The average cost of annual tuition and mandatory fees at Virginia's four-year schools is $5,612, according to the report, which lists figures from the state's 15 four-year institutions, the community college system and two-year Richard Bland College.
The General Assembly has provided $278 million more to higher education over the next two years, helping to offset tuition increases for 2004-05, the council said. In each of the last two school years, tuition and fees rose by 15 percent.
Here is the total cost of full-time tuition, fees, and room and board at Virginia's public four-year colleges and universities for the 2004-05 school year:
Virginia Military Institute, $13,528; College of William and Mary, $13,162; University of Virginia, $12,560; Christopher Newport University $12,514; Virginia Commonwealth University, $12,058; Longwood University, $11,836; James Madison University, $11,592; George Mason University, $11,489; Old Dominion University, $10,974; University of Mary Washington, $10,871; Virginia State University, $10,804; Radford University, $10,648; Norfolk State University, $10,531; University of Virginia-Wise, $10,390; Virginia Tech, $10,126.

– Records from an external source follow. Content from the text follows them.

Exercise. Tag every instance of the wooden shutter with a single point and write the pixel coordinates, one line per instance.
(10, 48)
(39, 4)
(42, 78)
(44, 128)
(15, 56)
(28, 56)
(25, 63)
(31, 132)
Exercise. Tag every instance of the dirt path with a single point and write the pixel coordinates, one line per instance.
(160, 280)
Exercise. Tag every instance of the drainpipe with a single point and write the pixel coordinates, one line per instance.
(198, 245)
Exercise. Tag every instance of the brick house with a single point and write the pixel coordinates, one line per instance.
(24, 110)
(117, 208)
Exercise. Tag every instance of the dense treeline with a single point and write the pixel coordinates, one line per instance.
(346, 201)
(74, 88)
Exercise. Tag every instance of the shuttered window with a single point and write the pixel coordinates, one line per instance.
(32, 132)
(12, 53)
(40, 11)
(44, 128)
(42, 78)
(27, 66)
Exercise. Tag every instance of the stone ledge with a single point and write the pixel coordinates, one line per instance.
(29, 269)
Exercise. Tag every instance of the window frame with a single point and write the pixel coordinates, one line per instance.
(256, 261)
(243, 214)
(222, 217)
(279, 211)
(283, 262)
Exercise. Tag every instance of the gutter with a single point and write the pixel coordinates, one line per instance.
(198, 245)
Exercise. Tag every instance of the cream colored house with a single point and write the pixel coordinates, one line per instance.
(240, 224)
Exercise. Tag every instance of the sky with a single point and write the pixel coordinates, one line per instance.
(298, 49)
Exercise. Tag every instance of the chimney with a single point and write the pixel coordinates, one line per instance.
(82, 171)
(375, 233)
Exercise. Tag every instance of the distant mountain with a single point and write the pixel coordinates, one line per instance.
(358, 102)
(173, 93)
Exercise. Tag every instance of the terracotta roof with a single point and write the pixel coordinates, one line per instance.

"We like Doug Duncan in Montgomery County, but we recognize Martin O'Malley is like a movie star."
-- Louise Gallun, vice chairman of the Montgomery County Democratic Central Committee, comparing the county executive and the Baltimore mayor, who are attending the Democratic National Convention in Boston. -- Page A26
Compiled from reports by staff writers Tom Jackman, David Montgomery and Jamie Stockwell and the Associated Press.